Avowed is a game preoccupied with fun, I think, and with play, perhaps as a game should be. Even exploring the game’s world, which is broken into a handful of regions, there’s a sense you’re exploring purposefully designed playgrounds which are intentionally populated with climbing frames and hidey holes masking subterranean worlds – or eccentric NPCs waiting to regale you with nonsensery. You can almost feel the designer’s eyes on you wherever you go, and I enjoy that, I find it reassuring. Adventure seems to be everywhere.
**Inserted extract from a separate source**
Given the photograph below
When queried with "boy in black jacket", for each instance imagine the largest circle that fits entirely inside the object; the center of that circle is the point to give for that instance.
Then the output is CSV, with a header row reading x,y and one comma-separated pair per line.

Avowed screenshot showing the back of a character, stood on top of a hill, gazing off at the horizon. They carry a large sword and wear some medium armour. Are they lost?
Lovely. | Image credit: Xbox Game Studios / Obsidian Entertainment

This is a long way of saying don’t overlook Avowed again – it deserves more than that, and yes it is absolutely worth your time. And a year has treated the game well. There are new abilities to play with, new races to play as, a new weapon type, a new game plus option, a photo mode, and myriad tweaks and fixes. It’s the sort of stuff I’m sore about not being in the game when I played it – not that it will make a fundamental difference, but still, these are the grace notes and flourishes and expanded options I appreciate. In short, Avowed is better than it once was, and it was already better than I think most people give it credit for.

Look, February is a grim month where I live, cold and miserable and dreary, and that’s exactly what Avowed is not. This is a much needed dose of gaming sunshine. It’s only a shame there aren’t more games like it.